Types of BPM charts and maps include:
- Flowchart – provides your business with a bird’s eye view of the steps required to solve a problem, shedding light on issues within a process, rather than an overall view of the entire process
Goal: the discovery of unnecessary or redundant tasks that can be removed from the process
- Data Flow Diagram (DFD) – provides a visual representation of data as it flows from being unprocessed to processed.
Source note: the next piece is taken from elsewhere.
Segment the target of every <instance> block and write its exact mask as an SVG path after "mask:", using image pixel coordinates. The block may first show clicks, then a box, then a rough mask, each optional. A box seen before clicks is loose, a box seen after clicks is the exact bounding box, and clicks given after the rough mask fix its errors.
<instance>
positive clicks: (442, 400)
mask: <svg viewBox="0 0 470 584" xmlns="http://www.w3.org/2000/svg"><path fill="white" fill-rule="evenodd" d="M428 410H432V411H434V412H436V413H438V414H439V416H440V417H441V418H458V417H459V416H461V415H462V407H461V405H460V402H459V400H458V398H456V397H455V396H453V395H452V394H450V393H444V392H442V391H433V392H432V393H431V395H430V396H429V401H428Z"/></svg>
Goal: to uncover things affecting the process overall, such as paths needed between ‘systems’ to assure proper information sharing
- Value stream mapping – maps out the vital tasks within a process
Goal: to examine the time and capacity managed at each step
- Value chain mapping – an upper-level corporate strategy directive, this mapping breaks down the tasks associated with a company’s main service or product process
Goal: to identify opportunities for performance improvement
- Cross-functional map – also called a ‘swim lane chart’, this map details the input and output tasks of each step within a process
Goal: identify which department and role performs which task
- Detail process map –a detailed map outlining current process inputs, outputs, and variables in comparison to how the process needs to function
Goal: visualization and review of the details within the tasks that create the process, which is pivotal in finding root causes of errors, inefficiencies, and waste
- SIPOC – pronounced ‘sigh-pock’, and an acronym for Suppliers, Inputs, Processes, Outputs, and Customers, this is a map in table form that comes into play during implementation
Goal: to outline the steps within a new process from start to finish
As alterations are made and the process and its tasks take form, revisiting, and refining is ongoing. Performing additional BPMs and documenting the effectiveness of the changes is vital in facilitating process evolution as future directives come to fruition.
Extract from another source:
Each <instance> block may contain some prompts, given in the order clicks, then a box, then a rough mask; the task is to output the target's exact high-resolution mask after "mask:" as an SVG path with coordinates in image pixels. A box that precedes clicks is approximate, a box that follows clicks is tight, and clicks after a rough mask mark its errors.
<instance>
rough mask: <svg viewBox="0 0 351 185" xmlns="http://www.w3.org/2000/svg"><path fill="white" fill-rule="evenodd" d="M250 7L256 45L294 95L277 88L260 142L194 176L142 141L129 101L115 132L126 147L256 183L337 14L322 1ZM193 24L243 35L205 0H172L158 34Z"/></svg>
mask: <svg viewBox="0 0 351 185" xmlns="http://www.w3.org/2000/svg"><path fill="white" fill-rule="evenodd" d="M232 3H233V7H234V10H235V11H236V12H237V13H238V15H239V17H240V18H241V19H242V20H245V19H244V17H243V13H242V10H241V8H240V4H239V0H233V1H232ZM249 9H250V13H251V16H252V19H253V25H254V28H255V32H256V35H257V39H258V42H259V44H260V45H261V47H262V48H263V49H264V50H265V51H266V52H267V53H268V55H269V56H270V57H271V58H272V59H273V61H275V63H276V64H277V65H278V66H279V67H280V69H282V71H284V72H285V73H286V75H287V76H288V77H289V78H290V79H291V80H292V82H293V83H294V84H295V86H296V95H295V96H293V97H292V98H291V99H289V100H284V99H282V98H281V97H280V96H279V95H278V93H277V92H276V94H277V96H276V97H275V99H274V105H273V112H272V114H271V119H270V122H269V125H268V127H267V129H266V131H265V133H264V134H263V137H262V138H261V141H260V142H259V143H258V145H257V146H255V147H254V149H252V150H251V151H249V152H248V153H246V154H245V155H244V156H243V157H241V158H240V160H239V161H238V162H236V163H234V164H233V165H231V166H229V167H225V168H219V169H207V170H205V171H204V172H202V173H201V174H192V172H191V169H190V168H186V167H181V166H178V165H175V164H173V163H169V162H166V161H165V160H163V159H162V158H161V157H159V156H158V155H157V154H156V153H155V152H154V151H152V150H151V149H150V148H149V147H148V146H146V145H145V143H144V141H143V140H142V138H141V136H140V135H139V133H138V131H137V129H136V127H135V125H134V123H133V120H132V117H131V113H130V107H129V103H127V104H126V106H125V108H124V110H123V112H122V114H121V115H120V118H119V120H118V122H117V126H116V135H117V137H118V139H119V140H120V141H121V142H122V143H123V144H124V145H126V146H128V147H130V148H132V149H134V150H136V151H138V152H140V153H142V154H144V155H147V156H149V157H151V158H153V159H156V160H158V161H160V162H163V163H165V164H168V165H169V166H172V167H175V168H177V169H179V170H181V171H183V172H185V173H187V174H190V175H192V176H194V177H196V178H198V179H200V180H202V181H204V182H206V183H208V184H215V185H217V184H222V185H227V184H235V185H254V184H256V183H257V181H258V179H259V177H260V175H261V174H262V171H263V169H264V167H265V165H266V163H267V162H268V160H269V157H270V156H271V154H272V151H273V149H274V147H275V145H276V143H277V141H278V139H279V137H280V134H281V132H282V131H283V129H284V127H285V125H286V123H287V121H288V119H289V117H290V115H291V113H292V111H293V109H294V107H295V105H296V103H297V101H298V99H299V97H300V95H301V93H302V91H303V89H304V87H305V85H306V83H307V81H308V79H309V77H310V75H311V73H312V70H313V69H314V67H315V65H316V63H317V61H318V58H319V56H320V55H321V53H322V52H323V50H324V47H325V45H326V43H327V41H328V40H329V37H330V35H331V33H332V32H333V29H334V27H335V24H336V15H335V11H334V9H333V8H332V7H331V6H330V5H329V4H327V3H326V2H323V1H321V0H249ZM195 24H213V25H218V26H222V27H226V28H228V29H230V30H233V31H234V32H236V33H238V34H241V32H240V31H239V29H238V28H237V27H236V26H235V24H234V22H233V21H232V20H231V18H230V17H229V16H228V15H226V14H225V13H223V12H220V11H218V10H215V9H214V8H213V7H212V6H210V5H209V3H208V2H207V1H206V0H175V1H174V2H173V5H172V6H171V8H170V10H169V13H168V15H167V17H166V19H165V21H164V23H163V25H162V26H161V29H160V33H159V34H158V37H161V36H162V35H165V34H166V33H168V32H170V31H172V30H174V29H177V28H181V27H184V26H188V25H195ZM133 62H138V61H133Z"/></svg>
Once the mapping is complete, your business will gain an understanding of the tasks and processes and utilize the results to both compliment what is in place, as well as implement changes and improvements.
The Ability to Analyze
Businesses regularly admit that they step into key decisions in the absence of concrete data to support those decisions. Business Process Mapping provides the foundation for ideas and change.
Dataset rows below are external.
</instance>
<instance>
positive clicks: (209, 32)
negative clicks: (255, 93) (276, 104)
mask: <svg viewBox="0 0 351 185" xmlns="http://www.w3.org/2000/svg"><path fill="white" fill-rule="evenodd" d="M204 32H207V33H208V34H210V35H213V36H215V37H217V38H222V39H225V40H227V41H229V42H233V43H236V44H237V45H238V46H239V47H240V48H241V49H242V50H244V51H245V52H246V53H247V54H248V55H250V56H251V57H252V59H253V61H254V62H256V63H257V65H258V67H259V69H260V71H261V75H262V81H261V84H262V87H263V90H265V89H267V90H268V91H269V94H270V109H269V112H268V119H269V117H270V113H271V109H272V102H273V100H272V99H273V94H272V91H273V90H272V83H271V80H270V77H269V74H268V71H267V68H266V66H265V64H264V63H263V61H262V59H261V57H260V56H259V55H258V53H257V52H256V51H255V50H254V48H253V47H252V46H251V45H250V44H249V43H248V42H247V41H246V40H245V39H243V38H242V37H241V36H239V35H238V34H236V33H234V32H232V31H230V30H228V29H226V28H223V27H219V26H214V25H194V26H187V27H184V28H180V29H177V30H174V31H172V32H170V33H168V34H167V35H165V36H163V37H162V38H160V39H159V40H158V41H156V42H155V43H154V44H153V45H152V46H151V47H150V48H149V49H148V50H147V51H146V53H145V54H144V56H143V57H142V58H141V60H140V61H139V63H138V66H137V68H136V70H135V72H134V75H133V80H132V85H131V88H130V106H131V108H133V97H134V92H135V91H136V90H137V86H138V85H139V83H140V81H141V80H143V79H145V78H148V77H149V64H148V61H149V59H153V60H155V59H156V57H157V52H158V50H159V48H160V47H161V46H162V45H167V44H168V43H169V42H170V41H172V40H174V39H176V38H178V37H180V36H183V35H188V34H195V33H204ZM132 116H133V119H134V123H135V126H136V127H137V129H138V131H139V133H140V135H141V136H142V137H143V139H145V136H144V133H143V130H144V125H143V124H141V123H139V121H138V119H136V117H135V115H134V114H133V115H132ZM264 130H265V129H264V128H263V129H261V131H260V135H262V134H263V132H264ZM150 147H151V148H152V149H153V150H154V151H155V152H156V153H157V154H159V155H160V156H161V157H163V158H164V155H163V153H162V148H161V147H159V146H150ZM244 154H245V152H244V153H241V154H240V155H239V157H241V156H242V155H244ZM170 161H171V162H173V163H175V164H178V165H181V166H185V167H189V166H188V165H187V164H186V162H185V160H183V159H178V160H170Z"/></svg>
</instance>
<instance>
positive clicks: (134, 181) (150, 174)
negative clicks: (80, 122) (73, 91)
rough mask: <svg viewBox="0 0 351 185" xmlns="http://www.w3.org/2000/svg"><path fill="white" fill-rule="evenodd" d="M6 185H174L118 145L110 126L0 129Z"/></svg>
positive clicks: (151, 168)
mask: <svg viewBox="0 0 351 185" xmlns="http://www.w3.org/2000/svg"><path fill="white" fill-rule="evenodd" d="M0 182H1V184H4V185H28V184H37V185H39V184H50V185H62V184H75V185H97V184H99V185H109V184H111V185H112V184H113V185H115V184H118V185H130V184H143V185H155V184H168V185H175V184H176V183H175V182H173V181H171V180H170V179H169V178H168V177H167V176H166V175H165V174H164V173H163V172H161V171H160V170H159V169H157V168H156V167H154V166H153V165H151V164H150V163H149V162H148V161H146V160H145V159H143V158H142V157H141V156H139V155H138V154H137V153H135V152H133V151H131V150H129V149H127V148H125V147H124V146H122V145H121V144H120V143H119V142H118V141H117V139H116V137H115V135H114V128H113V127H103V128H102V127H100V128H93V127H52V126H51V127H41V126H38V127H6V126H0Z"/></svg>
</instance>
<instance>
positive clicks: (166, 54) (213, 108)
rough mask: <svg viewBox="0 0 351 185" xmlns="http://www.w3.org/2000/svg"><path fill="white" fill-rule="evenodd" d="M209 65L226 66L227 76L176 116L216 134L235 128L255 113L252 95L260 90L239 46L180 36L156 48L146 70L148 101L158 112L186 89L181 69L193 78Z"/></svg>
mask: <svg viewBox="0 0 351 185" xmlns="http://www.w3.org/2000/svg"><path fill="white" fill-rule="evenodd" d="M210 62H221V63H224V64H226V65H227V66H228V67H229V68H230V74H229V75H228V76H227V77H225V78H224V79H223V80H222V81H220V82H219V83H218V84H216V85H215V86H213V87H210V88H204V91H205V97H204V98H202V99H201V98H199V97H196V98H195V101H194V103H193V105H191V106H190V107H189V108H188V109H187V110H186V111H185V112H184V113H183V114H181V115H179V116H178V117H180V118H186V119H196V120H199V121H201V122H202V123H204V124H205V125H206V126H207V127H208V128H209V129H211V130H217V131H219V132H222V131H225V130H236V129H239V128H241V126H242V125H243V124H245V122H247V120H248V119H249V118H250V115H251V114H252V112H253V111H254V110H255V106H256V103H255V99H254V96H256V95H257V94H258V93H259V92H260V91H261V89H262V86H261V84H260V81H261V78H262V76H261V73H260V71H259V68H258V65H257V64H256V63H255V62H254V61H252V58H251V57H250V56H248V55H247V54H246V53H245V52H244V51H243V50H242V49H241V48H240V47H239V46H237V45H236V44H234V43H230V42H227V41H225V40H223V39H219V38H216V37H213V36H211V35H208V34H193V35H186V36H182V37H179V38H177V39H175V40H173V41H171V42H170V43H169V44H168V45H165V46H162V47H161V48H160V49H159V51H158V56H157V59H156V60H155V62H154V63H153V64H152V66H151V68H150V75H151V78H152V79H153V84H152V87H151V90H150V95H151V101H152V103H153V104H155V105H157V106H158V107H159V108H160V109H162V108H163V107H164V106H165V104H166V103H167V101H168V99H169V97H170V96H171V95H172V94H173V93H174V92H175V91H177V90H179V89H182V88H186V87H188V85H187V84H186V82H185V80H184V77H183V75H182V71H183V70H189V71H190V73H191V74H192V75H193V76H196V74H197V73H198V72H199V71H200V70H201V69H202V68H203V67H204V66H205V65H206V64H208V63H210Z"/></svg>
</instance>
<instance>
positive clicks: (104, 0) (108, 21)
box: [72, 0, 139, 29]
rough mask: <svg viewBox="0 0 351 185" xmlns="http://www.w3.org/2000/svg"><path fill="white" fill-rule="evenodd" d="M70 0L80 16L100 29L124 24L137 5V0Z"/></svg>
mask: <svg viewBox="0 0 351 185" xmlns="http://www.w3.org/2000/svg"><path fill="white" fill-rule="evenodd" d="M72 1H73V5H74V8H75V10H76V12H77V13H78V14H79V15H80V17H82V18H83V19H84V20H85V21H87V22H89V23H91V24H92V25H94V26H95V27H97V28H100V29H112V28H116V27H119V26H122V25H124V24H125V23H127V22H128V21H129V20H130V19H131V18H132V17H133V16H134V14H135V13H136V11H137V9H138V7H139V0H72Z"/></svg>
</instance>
Once you have the map, however, the real work begins. The true skill within BPM is the ability to find and understand both the inefficiencies and the savings. Determining what changes to make and how to model, measure, and realize the results prompts business directives such as:
- Where and how efficiencies can be initiated
- Locating and implementing lower cost resources
- Streamlining technology while improving accuracy
Identifying and implementing productive and efficient avenues toward success is the overall goal of business process mapping. Uncovering and highlighting the pros and cons of front and back-office systems sheds light on beneficial changes within an existing foundation that stems from many levels including operational, hierarchical, and financial.
Mapping Success
From charts reflecting statistical outcomes to maps highlighting tourist hotspots, the combination of symbols, lines, and connections provides a helpful resource. People and businesses can gain an overview of an area, review the outcome of a study, or evaluate tasks within a process.
There are many reasons why a business would benefit from engaging in BPM. Cost management, changes in industry regulations, market performance review, and collecting an overall perspective can help businesses achieve their financial objectives while meeting internal goals within the organizational processes. By eliminating the use of inefficient and potentially unnecessary resources, companies are reducing their costs and in return, are seeing increased profits and productivity.